5.     Shared Decision –  Based on anecdotal notes, we assessed that there are some cases where treatment decisions were made between a discussion between the doctor and patient,  to either opt out of the recommended therapy or modify the recommended adjuvant treatment plan.  The majority of these instances of shared decision were initiated by the patient to stop treatment or opt out of treatment. The majority of those records were classified as high risk of recurrence.  It’s likely that there were many other cases of shared decision making that were not captured in the comments.

6.     Side Effects – Patients who reported to us that they stopped their treatment due side effects, were not limited to just Gleevec, Sutent or other therapies.   One patient had cited that side effects from surgery prevented them taking the drug.  It was also noted that only 4 patients who cited side effects as their primary reason for stopping treatment, were also considered low risk.

7.     Surgery –   Patients are currently not taking or have not resumed therapy because they have either stopped treatment prior or post-surgery for tumor removal.  The majority of cases that stopped treatment after surgery to help heal from the procedure.
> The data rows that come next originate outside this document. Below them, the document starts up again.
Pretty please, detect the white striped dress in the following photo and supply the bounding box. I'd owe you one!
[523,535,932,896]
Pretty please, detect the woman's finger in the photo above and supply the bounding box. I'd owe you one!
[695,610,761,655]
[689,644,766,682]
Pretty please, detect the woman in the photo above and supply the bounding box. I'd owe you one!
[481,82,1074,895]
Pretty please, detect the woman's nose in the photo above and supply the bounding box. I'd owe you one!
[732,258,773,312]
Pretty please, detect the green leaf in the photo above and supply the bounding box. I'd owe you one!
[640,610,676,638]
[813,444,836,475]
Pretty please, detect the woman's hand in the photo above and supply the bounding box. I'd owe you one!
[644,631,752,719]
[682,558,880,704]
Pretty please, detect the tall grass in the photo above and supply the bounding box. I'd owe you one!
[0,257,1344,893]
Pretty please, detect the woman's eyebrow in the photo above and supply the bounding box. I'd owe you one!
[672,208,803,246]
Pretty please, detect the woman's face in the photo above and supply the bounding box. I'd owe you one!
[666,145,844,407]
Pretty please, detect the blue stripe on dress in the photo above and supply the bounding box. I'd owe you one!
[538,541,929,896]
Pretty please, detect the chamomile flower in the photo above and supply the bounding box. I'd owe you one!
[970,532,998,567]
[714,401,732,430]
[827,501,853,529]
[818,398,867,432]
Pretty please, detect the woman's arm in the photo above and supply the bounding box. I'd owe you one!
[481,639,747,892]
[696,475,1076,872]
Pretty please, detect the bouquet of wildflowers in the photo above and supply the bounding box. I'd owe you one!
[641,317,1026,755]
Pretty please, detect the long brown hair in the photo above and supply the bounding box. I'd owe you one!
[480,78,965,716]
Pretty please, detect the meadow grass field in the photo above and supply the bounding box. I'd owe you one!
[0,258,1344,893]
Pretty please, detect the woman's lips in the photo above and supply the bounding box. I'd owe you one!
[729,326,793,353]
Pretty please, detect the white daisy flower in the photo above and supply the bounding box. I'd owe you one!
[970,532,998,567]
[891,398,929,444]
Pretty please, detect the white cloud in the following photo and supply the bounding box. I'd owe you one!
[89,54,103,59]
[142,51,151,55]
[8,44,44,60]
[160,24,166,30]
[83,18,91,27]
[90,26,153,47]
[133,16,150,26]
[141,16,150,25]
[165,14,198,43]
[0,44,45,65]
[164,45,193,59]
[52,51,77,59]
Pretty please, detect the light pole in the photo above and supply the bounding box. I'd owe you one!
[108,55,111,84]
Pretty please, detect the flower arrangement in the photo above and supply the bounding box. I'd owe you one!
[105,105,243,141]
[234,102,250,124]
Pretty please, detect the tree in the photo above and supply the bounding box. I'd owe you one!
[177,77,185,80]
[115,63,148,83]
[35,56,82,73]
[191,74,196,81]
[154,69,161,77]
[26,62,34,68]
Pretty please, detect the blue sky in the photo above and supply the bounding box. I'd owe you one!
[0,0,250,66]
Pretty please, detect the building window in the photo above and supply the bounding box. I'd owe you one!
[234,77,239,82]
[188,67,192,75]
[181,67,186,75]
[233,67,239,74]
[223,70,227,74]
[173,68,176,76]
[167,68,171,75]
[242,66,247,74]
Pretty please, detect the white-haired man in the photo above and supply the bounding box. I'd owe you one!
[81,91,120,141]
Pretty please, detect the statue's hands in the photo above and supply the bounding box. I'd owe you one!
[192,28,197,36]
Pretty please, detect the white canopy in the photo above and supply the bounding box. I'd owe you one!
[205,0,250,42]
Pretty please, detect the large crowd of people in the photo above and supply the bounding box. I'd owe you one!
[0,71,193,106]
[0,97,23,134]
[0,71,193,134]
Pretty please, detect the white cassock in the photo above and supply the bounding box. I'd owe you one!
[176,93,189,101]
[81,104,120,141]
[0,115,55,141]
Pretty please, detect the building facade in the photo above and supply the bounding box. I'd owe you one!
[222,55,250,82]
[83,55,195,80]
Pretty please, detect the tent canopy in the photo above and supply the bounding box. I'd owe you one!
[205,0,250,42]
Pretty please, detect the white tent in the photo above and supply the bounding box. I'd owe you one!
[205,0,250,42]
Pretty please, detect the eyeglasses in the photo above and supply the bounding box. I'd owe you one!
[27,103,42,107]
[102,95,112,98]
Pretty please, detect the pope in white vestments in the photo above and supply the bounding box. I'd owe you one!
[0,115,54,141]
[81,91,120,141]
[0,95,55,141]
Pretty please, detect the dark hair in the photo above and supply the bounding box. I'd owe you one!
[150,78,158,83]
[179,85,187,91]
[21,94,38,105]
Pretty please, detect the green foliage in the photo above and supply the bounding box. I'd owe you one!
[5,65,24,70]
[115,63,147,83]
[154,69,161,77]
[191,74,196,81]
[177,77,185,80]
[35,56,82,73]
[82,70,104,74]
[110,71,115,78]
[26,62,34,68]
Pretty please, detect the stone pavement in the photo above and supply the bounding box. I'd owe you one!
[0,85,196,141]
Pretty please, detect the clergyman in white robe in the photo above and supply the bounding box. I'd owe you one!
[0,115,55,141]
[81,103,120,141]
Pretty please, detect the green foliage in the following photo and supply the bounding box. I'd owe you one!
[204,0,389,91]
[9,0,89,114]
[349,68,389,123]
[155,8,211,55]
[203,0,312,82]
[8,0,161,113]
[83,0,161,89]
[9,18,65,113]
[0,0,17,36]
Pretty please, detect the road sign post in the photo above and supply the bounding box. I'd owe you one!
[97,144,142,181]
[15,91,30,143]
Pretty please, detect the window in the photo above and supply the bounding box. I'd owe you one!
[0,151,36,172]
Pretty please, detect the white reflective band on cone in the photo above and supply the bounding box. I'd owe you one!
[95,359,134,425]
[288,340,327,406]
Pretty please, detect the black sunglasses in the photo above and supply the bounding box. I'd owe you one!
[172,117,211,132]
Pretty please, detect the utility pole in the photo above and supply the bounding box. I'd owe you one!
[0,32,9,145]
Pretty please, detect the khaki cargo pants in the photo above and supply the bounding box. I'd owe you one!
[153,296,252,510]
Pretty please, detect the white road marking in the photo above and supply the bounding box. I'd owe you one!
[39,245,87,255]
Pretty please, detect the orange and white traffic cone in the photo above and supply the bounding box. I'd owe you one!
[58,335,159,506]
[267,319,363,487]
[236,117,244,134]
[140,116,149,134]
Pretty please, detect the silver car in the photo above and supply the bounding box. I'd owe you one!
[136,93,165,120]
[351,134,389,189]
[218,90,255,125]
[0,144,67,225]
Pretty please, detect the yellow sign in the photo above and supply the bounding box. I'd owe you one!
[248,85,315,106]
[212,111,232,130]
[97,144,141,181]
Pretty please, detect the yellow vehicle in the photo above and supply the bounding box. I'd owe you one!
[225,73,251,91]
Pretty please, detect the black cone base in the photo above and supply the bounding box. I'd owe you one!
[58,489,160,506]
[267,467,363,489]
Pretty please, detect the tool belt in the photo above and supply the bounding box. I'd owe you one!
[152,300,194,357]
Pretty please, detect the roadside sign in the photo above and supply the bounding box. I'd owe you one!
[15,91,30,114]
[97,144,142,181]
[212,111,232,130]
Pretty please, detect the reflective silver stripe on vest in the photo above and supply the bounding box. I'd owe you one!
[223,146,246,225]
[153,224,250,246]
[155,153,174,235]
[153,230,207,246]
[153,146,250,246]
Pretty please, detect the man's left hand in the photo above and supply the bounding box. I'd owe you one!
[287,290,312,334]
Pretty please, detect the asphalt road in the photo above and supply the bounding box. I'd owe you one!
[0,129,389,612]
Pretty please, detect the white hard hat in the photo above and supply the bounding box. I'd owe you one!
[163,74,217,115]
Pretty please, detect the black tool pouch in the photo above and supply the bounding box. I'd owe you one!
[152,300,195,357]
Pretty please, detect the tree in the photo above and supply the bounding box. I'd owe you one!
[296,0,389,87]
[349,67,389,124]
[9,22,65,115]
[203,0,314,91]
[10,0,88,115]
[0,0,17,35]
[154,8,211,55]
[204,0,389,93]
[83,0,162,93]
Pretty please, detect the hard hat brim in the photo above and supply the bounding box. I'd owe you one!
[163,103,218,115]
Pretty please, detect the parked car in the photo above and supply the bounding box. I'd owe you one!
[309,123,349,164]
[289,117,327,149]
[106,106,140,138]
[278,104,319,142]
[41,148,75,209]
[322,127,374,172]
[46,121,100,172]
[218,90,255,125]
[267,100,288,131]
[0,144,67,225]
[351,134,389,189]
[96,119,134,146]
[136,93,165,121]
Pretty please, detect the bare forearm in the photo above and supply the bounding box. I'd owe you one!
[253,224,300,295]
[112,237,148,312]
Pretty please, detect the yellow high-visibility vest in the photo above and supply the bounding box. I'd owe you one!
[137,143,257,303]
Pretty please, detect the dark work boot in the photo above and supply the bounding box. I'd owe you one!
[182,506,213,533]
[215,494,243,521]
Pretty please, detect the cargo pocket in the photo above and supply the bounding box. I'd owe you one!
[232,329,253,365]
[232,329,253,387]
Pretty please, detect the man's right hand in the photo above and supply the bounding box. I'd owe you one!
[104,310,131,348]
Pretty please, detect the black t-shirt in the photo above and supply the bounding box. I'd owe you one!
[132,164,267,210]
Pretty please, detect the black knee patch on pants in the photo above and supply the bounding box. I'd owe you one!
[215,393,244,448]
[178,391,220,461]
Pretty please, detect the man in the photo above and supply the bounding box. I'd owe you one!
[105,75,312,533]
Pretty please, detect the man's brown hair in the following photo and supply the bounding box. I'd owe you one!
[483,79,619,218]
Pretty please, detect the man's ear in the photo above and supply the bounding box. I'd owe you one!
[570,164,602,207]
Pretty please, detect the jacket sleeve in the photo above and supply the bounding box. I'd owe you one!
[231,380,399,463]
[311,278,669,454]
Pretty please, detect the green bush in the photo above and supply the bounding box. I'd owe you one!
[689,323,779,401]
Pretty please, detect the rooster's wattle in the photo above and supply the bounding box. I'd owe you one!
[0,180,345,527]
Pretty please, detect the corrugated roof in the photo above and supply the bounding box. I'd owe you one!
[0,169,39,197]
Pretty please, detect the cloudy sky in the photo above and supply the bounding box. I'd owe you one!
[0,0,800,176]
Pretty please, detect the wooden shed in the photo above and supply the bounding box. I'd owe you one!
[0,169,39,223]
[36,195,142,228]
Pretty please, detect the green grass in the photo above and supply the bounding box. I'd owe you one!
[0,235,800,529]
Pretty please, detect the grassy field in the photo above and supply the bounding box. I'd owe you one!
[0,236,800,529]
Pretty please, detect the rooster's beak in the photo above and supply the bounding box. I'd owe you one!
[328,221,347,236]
8.     Treating Another Condition – Over the course of the last 5 years there has been a few reports of secondary cancers diagnosed before or after the diagnosis of GIST.   Treatment for GIST has been halted to treat another cancer such as Kidney, Bowel, and Pancreas.  Other non-cancerous conditions like infections at the incision sight, Auto Immune Hepatitis, Diverticulitis, Appendicitis, MRSA, Kidney Failure and a Brain Aneurism were listed as reasons why patients are not taking anything to treat GIST.

9.     Mutation – Surprisingly we did not see as many patients report the reason for no treatment or Gleevec not being prescribed as being due to the discovery of a mutation that is not responsive to Gleevec.  This is in contrast to the raw data that suggests mutational status plays a strong role in prescribing treatment or no treatment.

10.  Placebo – We only have a few cases in our registry where it was known that a placebo in a clinical trial was administered.  After discovering the placebo was given, no other treatment was prescribed.

table4

Summary

In summary, there are many reasons that GIST patients may not be on treatment. These include: low risk of a recurrence, not on treatment after adjuvant Gleevec, no treatment influenced by a non-responsive or less responsive mutation type, family planning/pregnancy, end of life/hospice, intolerance to medications and stopped GIST treatment to treat another condition (such as a secondary cancer).

For deceased patients, 50 (10%) reported no treatment at last report and 26 reported hospice. When combined, this represents 15 percent of patients reporting no treatment at the end of life.